Varada delivers deep and actionable workload-level observability that supports this transition to understanding how data is used by different workloads, how resources are allocated among different workloads and users, how and why bottlenecks occur, etc.
The workload perspective enables data teams to focus engineering efforts on meeting business requirements. As infrastructure bills heavily weigh on the momentum of analytics projects, even to the point of negative profitability, Varada delivers a much deeper understanding that empowers data teams to move the knob of cost-performance, such as spend, ratio vis-a-vis the actual business value or importance of the workload at hand.
Workload-level observability empowers data teams to accurately evaluate whether the user experience meets requirements. Understanding workload bottlenecks allows data engineering efforts to focus on the most impactful actions and optimizations. Both the data and the nature of business user questions asked tend to change, sometimes abruptly. Without a deep monitoring, changes are often noticed and handled only after things break. By monitoring the workload behaviour and identifying changes such as deteriorated execution times or inconsistent results, data teams can act preemptively and quickly adapt to changes.
The cost of data workloads is notoriously hard to predict and to keep under control.
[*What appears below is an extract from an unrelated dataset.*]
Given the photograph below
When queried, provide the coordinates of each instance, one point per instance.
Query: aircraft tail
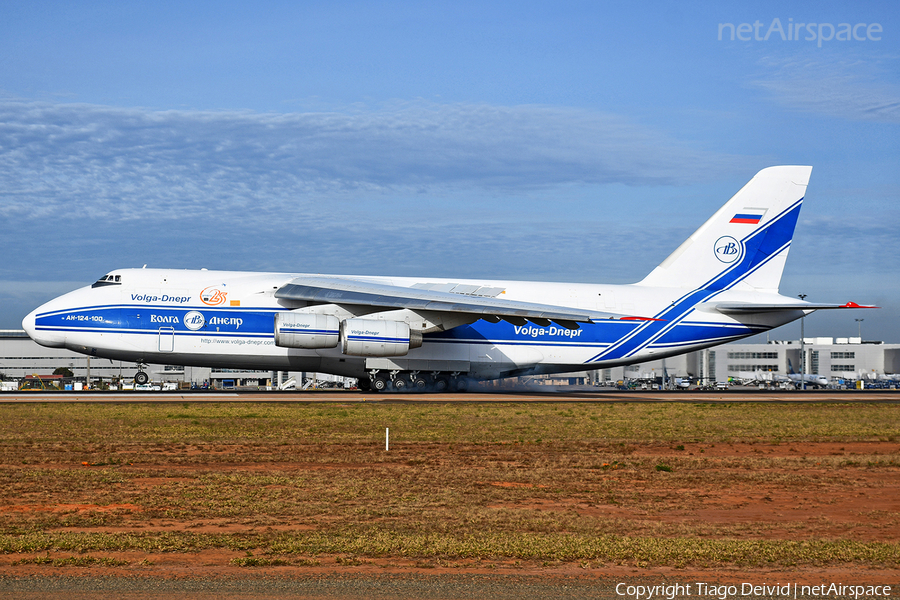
(745, 244)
Workload-level observability enables identifying which query patterns consume resources ineffectively and drive the cost of a workload. Armed with this information, data teams can better predict the spend on a workload and focus their cost reduction efforts where they matter the most. Furthermore, workload-level observability enables data teams to prioritize workloads according to their business impact and focus their price-performance optimizations accordingly.
Many analytic processes are iterative by nature. With business objectives in mind, analysts map the realm of data to extract relevant insights, verify them and understand their context and impact. Being able to ask more questions, and being able to ask them interactively without interrupting the analysis flow, leads to better understanding of the data. Strong visibility of the workload enables data teams to accurately evaluate and optimize to deliver this sought-after user experience.